There’s no better stage than the U-20 World Cup for presenting yourself and generating interest.
“Yes, I’m very quick,” laughed Tetteh, “but I’m not the fastest in our team.” “He’s right,” confirmed his coach. “Our left-back Patrick Asmah is a little faster still, but he isn’t quite as technically adept as Samuel.” The 18-year-old's dexterity on the ball is probably one of the reasons why he is known as ‘Zidane’ within the Ghana camp. “Samuel has been trained as a central midfielder, which makes it so easy for us to put him out on the wings,” explained the team boss. “He hardly ever loses a ball and is very unpredictable for his opponents.”
Yet despite his nickname, it comes as no surprise to discover that this rising star’s role model is Brazil’s Neymar, as the two already have very similar playing styles and are of comparable physical stature. Tetteh still plays in Africa for the West African Football Academy, founded in the Netherlands by Feyenoord, who continue to collaborate with their African counterparts. Naturally the dream of this particular Black Satellite is to play in Europe one day. “Yes, that’s my main goal,” he confirmed. “I’ll do anything to achieve that and work as hard as I can. I think I’m on the right track, and there’s certainly no better stage than the U-20 World Cup for presenting yourself and generating interest.”

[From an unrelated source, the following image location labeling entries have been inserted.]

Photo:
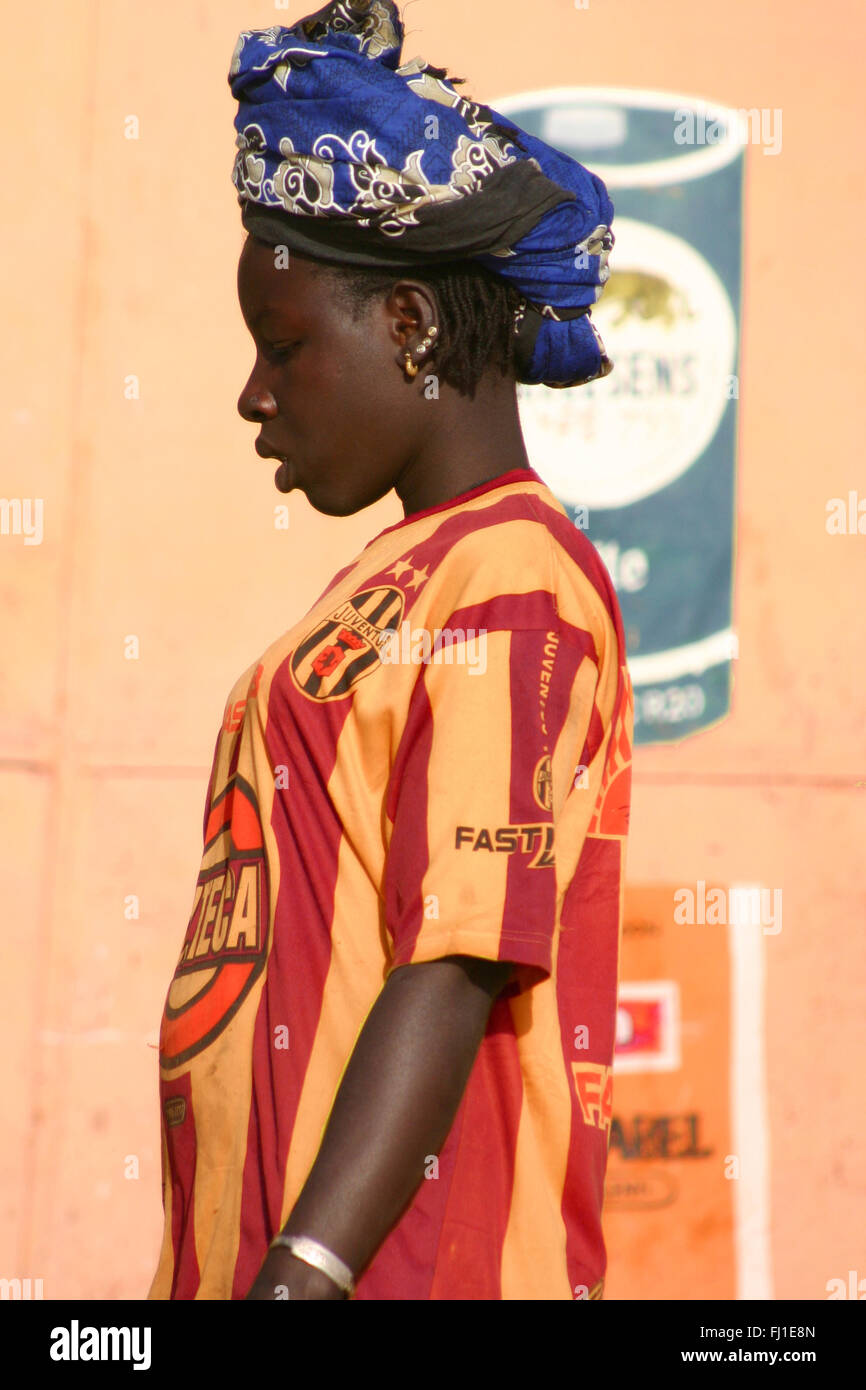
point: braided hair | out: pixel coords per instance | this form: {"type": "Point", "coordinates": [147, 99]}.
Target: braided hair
{"type": "Point", "coordinates": [476, 316]}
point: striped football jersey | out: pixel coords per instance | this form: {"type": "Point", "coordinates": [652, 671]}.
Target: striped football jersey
{"type": "Point", "coordinates": [435, 761]}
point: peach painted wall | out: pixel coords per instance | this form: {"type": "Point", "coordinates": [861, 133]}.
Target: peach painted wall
{"type": "Point", "coordinates": [159, 523]}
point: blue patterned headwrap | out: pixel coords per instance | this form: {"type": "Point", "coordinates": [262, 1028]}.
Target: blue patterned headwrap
{"type": "Point", "coordinates": [344, 154]}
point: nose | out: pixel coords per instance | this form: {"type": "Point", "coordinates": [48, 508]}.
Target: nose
{"type": "Point", "coordinates": [256, 403]}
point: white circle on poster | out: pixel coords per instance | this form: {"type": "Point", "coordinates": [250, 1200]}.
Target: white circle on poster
{"type": "Point", "coordinates": [669, 327]}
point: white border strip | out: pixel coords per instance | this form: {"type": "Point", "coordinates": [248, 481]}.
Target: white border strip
{"type": "Point", "coordinates": [691, 659]}
{"type": "Point", "coordinates": [749, 1126]}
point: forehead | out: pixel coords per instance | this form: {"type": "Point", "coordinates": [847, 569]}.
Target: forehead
{"type": "Point", "coordinates": [275, 281]}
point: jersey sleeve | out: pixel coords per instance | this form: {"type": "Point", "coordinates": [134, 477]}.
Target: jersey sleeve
{"type": "Point", "coordinates": [481, 773]}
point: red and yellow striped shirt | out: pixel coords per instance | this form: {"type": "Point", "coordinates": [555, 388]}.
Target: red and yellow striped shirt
{"type": "Point", "coordinates": [435, 761]}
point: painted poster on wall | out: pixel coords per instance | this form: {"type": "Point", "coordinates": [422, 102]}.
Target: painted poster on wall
{"type": "Point", "coordinates": [644, 459]}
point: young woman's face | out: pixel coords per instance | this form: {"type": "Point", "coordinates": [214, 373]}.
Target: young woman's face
{"type": "Point", "coordinates": [327, 391]}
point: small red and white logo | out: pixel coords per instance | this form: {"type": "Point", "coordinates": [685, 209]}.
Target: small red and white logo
{"type": "Point", "coordinates": [648, 1027]}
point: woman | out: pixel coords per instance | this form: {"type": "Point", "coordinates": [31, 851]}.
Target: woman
{"type": "Point", "coordinates": [385, 1052]}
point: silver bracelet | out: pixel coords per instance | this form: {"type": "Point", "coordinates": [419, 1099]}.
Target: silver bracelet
{"type": "Point", "coordinates": [320, 1258]}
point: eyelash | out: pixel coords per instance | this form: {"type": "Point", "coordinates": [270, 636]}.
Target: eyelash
{"type": "Point", "coordinates": [280, 353]}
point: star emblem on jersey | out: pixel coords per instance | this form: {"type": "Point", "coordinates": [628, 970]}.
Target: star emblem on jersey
{"type": "Point", "coordinates": [419, 577]}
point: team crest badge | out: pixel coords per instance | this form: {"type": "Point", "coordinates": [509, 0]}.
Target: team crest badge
{"type": "Point", "coordinates": [345, 645]}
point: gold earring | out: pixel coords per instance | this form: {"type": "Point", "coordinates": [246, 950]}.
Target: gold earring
{"type": "Point", "coordinates": [409, 366]}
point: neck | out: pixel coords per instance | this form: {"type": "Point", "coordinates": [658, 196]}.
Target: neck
{"type": "Point", "coordinates": [473, 442]}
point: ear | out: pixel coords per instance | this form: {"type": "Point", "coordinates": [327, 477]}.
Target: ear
{"type": "Point", "coordinates": [413, 310]}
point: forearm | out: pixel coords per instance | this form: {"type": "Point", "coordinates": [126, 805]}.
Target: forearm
{"type": "Point", "coordinates": [394, 1108]}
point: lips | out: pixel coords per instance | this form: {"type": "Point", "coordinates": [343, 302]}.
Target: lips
{"type": "Point", "coordinates": [285, 476]}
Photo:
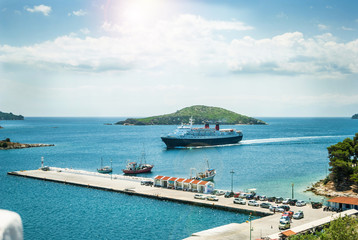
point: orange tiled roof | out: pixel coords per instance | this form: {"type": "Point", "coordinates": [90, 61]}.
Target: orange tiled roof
{"type": "Point", "coordinates": [288, 233]}
{"type": "Point", "coordinates": [345, 200]}
{"type": "Point", "coordinates": [203, 182]}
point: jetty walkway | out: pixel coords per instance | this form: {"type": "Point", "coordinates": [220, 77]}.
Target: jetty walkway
{"type": "Point", "coordinates": [262, 227]}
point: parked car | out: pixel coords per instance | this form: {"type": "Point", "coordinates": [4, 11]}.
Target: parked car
{"type": "Point", "coordinates": [220, 192]}
{"type": "Point", "coordinates": [199, 196]}
{"type": "Point", "coordinates": [212, 198]}
{"type": "Point", "coordinates": [285, 219]}
{"type": "Point", "coordinates": [265, 205]}
{"type": "Point", "coordinates": [316, 205]}
{"type": "Point", "coordinates": [249, 196]}
{"type": "Point", "coordinates": [273, 208]}
{"type": "Point", "coordinates": [263, 198]}
{"type": "Point", "coordinates": [147, 182]}
{"type": "Point", "coordinates": [283, 208]}
{"type": "Point", "coordinates": [237, 194]}
{"type": "Point", "coordinates": [240, 201]}
{"type": "Point", "coordinates": [283, 226]}
{"type": "Point", "coordinates": [288, 214]}
{"type": "Point", "coordinates": [243, 195]}
{"type": "Point", "coordinates": [253, 203]}
{"type": "Point", "coordinates": [300, 203]}
{"type": "Point", "coordinates": [229, 194]}
{"type": "Point", "coordinates": [298, 215]}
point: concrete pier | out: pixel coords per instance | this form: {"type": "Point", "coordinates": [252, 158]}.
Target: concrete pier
{"type": "Point", "coordinates": [265, 226]}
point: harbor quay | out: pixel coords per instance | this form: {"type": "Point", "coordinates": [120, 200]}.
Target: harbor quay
{"type": "Point", "coordinates": [265, 226]}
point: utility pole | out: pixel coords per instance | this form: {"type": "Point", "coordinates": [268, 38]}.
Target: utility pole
{"type": "Point", "coordinates": [250, 225]}
{"type": "Point", "coordinates": [232, 180]}
{"type": "Point", "coordinates": [292, 191]}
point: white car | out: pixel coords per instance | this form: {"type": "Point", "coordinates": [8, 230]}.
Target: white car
{"type": "Point", "coordinates": [253, 203]}
{"type": "Point", "coordinates": [298, 215]}
{"type": "Point", "coordinates": [212, 198]}
{"type": "Point", "coordinates": [240, 201]}
{"type": "Point", "coordinates": [300, 203]}
{"type": "Point", "coordinates": [263, 198]}
{"type": "Point", "coordinates": [199, 196]}
{"type": "Point", "coordinates": [273, 208]}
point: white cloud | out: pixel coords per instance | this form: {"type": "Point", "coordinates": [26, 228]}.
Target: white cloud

When we asked coach Tetteh whether he could have expected such an explosion in performance from his 18-year-old prodigy, he replied: “Now, there’s no doubt that I know what Samuel can do and is capable of achieving, but it’s true that he was a little inconspicuous before this World Cup. The focus was probably more on players like Yaw Yeboah (the team captain, currently under contract at Manchester City), his brother (Benjamin Tetteh) or Clifford Aboagye (who won the adidas Bronze Ball at the FIFA U-20 World Cup 2013). He certainly stole the show a little today.”
The main event is only just getting started if Samuel Tetteh has his way. “After drawing with Austria we got together to analyse our mistakes in detail,” the youngster explained. “We’ve acclimatised and settled into our game now. The atmosphere is amazing and we’re very optimistic. Now we want to march all the way through to the final.”
Although Tetteh might not be calling the tune just yet, there is no doubt that he has now played his way into the spotlight.